SCOM 2012 R2 - Agent Health Service constantly restarts
Some time ago I received an e-mail from a client that’s using System Center Operations Manager to monitor application up-time from two locatio
Some time ago I received an e-mail from a client that’s using System Center Operations Manager to monitor application up-time from two locations and provide significant insights based on the data sent back from the agents, had a problem with one of the agents constantly restarting every 15-30 minutes. That constant health service restart caused a 3-5 minute gap between when collecting and aggregating the data from the agents.
The client also reported that one of the agents HealthServiceStore database was huge compared to the other one which raised some eyebrows because they were identical in terms of loaded management packs.
The obvious answer to the problem was to flush the cache on the agents.
Import-Module -Name OperationsManager $AgentName = Read-Host -Prompt 'Enter the agent name' $SCOMAgents= Get-SCOMClass -Name 'Microsoft.SystemCenter.Agent' | Get-SCOMClassInstance foreach ($Agent in $SCOMAgents) { if ($Agent.DisplayName -like "$AgentName*") { Get-SCOMTask 'Flush Health Service State and Cache' | Start-SCOMTask -instance $Agent -Verbose } }
Flushing the cache caught me off-guard because instead of solving the issue, it helped aggravate it.So after the operation was done, both agents started to restart this time in sync, creating a 3-5 minute gap in data collection. After that happened I had a feeling that I knew what was causing the problem but without any information the fix I had in mind would artificially solve the issue and that would have delayed the inevitable.
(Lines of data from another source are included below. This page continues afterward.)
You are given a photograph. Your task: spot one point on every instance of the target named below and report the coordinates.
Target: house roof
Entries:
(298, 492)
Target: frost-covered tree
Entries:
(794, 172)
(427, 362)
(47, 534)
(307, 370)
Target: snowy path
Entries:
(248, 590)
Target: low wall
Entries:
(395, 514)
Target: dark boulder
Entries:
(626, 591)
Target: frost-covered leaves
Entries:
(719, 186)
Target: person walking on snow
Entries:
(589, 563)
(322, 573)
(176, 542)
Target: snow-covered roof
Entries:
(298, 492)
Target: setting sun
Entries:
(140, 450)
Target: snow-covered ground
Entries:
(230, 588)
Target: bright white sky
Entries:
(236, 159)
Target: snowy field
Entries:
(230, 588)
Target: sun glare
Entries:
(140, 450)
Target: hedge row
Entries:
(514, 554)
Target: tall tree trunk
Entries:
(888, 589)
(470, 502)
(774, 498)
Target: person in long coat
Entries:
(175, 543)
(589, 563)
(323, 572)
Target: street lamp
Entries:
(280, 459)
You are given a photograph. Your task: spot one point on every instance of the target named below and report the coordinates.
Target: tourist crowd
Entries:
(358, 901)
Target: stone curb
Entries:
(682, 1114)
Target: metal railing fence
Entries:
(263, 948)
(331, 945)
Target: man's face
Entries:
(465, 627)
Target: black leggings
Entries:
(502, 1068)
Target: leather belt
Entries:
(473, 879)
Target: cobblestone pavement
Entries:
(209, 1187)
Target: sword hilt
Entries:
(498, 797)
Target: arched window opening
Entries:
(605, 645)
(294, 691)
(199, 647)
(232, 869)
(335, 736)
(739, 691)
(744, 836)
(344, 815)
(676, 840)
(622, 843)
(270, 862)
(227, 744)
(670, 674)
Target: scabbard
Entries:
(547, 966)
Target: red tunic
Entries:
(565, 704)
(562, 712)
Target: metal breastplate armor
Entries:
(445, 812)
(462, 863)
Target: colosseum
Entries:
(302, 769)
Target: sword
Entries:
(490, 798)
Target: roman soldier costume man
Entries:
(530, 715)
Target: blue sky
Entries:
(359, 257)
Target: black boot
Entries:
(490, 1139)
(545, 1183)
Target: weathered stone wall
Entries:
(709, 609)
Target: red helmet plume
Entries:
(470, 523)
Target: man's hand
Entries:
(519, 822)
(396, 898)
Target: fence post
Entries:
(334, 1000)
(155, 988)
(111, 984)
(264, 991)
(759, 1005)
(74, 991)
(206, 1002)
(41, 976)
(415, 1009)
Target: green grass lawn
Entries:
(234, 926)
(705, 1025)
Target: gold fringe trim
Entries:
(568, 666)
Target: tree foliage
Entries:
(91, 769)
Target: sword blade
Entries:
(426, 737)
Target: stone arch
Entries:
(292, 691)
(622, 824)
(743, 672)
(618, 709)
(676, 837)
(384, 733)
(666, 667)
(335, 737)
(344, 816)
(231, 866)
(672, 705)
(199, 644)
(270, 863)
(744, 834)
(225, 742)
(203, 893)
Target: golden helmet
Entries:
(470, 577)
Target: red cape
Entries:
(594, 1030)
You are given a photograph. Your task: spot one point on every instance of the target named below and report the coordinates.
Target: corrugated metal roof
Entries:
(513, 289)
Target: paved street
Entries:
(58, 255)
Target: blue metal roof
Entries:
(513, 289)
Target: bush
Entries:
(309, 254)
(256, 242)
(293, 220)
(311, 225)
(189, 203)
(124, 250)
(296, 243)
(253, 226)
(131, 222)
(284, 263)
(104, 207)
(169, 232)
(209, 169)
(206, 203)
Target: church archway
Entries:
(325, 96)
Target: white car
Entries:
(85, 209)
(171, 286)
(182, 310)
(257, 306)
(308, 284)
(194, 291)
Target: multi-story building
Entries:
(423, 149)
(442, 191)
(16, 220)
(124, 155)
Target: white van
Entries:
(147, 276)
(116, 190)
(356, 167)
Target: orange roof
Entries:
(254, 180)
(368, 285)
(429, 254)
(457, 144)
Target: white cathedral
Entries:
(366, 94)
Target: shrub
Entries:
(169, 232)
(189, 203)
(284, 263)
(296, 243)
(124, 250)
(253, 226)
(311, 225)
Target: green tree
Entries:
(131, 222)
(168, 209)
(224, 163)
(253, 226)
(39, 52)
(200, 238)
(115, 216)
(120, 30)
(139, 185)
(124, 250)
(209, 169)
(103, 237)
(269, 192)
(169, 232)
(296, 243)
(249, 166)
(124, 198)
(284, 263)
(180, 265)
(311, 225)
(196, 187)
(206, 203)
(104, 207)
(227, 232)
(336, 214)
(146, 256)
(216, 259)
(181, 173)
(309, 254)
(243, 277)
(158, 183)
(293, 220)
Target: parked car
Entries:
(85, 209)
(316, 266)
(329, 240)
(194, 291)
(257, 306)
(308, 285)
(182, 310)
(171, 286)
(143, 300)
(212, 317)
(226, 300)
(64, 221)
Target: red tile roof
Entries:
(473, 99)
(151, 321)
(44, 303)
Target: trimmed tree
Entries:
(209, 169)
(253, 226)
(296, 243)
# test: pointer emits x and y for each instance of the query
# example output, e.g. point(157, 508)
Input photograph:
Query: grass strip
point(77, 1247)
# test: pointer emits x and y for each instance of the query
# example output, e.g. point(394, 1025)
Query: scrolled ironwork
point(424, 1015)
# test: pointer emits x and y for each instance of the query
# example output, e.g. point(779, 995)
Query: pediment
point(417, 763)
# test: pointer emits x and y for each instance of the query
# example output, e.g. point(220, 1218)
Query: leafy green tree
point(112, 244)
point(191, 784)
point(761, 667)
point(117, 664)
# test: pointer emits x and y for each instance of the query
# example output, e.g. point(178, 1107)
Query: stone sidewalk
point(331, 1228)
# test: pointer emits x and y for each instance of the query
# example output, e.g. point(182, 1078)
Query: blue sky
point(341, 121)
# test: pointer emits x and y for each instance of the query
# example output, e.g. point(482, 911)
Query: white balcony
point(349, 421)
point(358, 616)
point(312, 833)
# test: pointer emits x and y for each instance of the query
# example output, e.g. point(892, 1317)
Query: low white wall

So we waited a bit to collect more data on the problem, and after a while the HealthServiceStore database on the agent that was causing problems in the first place, started growing again. That led me to believe that the management packs that were sent by the management server were not properly loaded on the machine where the agent was installed.
Now Operations Manager has an automatic mechanism that defragments the HealthStore every day, and that process that should solve the everlasting growth of the agent’s database, but in this particular case that didn’t happen. Now believing that the automatic defragment process isn’t working properly, I passed on the necessary information to perform a manual offline defragment of the HealthServiceStore database and waited for a resolution.
#requires -Version 1 $AgentLocation = Get-ItemProperty -Path 'HKLM:\SOFTWARE\Microsoft\Microsoft Operations Manager\3.0\Setup\' $AgentInstallDirectory = $AgentLocation.InstallDirectory Stop-Service -Name 'Microsoft Monitoring Agent' Set-Location "$AgentInstallDirectory\Health Service State\Health Service Store\" esentutl.exe /r edb esentutl.exe /d HealthServiceStore.edb Start-Service -Name 'Microsoft Monitoring Agent'
After a while I received the e-mail. The offline defragmentation process was done and the good part was that the agent stopped restarting randomly but the bad part was that it still restarted every 30 minutes.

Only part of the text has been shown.